Cricket a Gentleman’s Game the most popular sport in India is becoming more about money rather than a sport. So how did a gentleman’s game become a billion-dollar industry? The answer is commercialization. Commercialization is what led cricket to be telecasted on television and then being promoted. Live broadcasts in turned helped cricket reach more audiences than ever before.
In India, cricket’s popularity increased with the Indian Cricket Team winning the 1983 World Cup. Then came the Sachin Tendulkar Era which took the popularity of the sport to a new level. Then in 2008, the Indian Premier League was launched which today is the most profitable cricket league in the world.
Commercialization may seem like a modern trend, but the first time cricket was introduced to business was in 1977 when Kerry Packer, an Australian business tycoon started World Series Cricket. Packer introduced floodlights, colored clothes, day-night Matches, and especially the white ball all of which are widely used in modern cricket, even though at the time they were considered blasphemous.

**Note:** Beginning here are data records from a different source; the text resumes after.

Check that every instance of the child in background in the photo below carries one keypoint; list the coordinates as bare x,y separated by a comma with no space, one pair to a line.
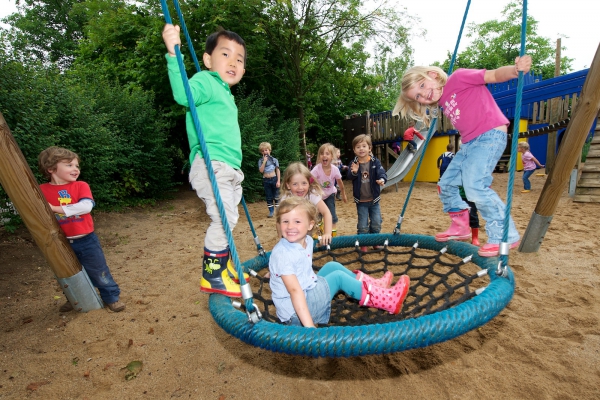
368,176
327,176
468,104
342,168
303,298
529,165
225,58
71,201
269,167
297,182
409,136
445,158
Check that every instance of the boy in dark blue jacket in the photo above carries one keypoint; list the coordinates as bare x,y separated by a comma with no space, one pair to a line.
367,176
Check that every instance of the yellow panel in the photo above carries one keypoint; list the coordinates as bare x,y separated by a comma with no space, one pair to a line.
522,128
429,171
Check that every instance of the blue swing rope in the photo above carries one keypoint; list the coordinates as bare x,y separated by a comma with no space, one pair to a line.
431,126
505,246
245,288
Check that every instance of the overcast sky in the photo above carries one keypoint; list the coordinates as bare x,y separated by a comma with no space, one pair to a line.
575,21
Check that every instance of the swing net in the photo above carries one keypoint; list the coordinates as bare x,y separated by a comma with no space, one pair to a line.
451,293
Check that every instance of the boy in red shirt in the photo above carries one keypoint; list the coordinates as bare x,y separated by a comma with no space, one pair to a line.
71,201
409,136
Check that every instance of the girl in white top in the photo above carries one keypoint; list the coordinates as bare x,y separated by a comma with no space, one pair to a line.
327,176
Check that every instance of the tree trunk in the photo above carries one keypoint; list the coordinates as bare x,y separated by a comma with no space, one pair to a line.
302,133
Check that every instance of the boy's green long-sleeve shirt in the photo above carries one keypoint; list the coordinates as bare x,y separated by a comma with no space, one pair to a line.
217,113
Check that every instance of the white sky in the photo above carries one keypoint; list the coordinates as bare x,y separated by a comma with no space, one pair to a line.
576,21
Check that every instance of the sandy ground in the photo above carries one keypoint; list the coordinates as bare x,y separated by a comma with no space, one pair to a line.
544,345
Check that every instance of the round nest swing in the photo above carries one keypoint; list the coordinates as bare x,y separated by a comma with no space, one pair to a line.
449,296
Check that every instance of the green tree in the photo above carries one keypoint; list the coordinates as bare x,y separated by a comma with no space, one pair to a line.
307,35
46,31
498,42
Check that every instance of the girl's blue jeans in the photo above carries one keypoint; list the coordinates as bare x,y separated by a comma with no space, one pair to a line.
368,211
90,255
472,168
526,175
332,278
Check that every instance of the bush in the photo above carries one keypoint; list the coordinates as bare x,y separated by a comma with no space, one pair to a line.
119,137
261,124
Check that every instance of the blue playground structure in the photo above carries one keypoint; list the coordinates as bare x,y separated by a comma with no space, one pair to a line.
544,102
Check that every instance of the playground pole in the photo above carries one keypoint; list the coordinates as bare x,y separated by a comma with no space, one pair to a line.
577,130
23,190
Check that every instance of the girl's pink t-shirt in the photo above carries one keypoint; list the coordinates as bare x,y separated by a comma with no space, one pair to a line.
527,159
469,105
327,182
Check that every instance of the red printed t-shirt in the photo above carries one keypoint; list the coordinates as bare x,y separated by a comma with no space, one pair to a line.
71,193
469,105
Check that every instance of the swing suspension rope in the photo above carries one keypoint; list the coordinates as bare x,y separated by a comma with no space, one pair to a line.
253,313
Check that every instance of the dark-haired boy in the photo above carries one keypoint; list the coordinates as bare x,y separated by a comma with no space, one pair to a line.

Many of the top cricketers from Australia, England, West Indies signed up with Packer in secrecy to play in the World Series Cricket. Even though the event had no venues to play on, there was no proper structure and was unknown to the world, Packer had 24 cricketers committed to the event. Later a renowned player said that it was nothing personal but a way to earn a more secure source of pay.

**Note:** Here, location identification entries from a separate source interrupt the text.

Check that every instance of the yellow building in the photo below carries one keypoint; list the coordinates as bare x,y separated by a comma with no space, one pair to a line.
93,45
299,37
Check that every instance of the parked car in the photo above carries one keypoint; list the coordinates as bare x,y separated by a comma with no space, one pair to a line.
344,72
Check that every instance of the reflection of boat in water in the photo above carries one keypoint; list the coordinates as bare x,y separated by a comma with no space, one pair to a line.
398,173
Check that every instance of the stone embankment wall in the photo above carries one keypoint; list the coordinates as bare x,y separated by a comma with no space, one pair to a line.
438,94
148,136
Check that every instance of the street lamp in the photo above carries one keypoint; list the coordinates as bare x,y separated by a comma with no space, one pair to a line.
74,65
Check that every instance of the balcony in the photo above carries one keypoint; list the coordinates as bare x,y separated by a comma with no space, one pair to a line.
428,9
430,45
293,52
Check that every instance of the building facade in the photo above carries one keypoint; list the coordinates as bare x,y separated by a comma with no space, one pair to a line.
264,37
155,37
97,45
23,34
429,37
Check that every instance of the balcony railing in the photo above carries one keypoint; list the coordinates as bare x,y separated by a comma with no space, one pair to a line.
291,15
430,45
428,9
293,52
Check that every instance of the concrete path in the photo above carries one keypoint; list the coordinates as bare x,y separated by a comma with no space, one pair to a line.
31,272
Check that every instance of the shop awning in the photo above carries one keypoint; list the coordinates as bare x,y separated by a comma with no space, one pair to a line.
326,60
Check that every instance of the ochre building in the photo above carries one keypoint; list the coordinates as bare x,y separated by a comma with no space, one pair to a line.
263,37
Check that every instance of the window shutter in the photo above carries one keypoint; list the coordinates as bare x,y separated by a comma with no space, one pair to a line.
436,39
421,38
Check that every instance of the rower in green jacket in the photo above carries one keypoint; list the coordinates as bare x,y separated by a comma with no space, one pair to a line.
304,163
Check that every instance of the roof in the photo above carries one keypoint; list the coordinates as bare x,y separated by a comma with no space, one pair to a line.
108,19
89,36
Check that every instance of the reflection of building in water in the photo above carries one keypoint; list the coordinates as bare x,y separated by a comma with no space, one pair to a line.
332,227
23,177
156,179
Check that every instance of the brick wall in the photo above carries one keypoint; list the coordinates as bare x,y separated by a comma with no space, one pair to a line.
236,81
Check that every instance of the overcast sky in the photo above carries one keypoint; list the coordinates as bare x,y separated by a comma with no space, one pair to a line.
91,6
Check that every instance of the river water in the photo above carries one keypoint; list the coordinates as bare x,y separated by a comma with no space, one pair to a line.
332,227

There was a time when Test Cricket was considered as the pinnacle of cricket, but all that changed in the 21st century with more emphasis on limited-overs cricket especially the T20 leagues all around the world. The most lucrative cricket league in the world is no doubt the Indian Premier League (IPL) which was launched in 2008 and has been going strong in its 14th edition in 2021.

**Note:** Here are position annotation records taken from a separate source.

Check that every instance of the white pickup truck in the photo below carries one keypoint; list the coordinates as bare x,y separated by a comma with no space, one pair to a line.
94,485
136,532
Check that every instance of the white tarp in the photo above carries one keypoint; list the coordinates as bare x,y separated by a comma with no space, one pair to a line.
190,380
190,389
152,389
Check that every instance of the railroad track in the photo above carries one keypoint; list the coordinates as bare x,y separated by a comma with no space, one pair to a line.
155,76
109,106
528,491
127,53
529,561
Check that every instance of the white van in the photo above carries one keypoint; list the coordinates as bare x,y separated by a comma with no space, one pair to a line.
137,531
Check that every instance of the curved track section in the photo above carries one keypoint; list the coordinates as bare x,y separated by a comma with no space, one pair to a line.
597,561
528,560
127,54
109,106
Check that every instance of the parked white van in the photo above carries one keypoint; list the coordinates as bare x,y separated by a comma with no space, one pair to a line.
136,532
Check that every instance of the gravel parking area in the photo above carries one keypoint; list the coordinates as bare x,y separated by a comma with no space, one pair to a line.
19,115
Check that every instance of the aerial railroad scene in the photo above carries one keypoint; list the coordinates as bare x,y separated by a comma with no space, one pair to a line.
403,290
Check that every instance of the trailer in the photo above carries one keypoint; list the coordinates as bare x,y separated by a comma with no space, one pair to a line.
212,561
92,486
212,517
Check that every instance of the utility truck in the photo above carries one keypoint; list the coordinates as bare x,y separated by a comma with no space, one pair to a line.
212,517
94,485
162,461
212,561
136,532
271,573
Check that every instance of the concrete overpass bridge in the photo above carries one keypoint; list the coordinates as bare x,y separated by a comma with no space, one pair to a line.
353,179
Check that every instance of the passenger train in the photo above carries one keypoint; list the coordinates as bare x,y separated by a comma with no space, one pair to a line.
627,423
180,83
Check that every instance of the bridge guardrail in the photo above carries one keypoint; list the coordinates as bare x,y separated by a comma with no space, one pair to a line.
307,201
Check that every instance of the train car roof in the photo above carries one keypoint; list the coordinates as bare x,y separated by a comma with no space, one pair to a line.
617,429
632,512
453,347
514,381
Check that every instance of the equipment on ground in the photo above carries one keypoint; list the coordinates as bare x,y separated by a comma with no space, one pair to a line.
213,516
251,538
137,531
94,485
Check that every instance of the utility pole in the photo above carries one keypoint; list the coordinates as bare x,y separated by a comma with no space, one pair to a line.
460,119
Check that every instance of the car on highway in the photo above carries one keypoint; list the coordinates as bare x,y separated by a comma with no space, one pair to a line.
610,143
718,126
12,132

In the Indian Premier League, the players are auctioned to the franchises in crores and sometimes it’s enough for a player to lead out his whole life comfortably. The current IPL season will see the Champions winning 10 crore rupees, the runners-up winning 6.25 crore rupees, while the other two teams qualifying for the playoffs will earn 4.375 crores each. The broadcasting rights of the IPL are currently with Star Sports Network. Star India won the global media rights for IPL from 2018-2022 for a whopping 16,347.5 crore rupees. Not only Board of Control for Cricket in India (BCCI) and the other State Cricket Board benefit from the IPL but is also a means for franchisees to conduct their businesses. More than 70% of the IPL franchise’s revenue comes from advertising.
The IPL franchise is a brand. These are brands that aim to improve their visibility and their brand equity. To explain the situation, the IPL franchise goes as far as to buy specific cricketers to further the goals of the brand, rather than playing cricket.
A lot of cricket leagues have been introduced all around the world with the success of IPL. Some of the examples are Big Bash League, Caribbean Premier League, Pakistan Super League, Super Smash(New Zealand), Lanka Premier League, Mzansi Super League(South Africa) & the most recently introduced the 100 which was introduced by England and Wales Cricket Board(ECB).
All in all, the flagship cricket leagues all over the world are more about business rather than the game which was once called The Gentleman’s Game.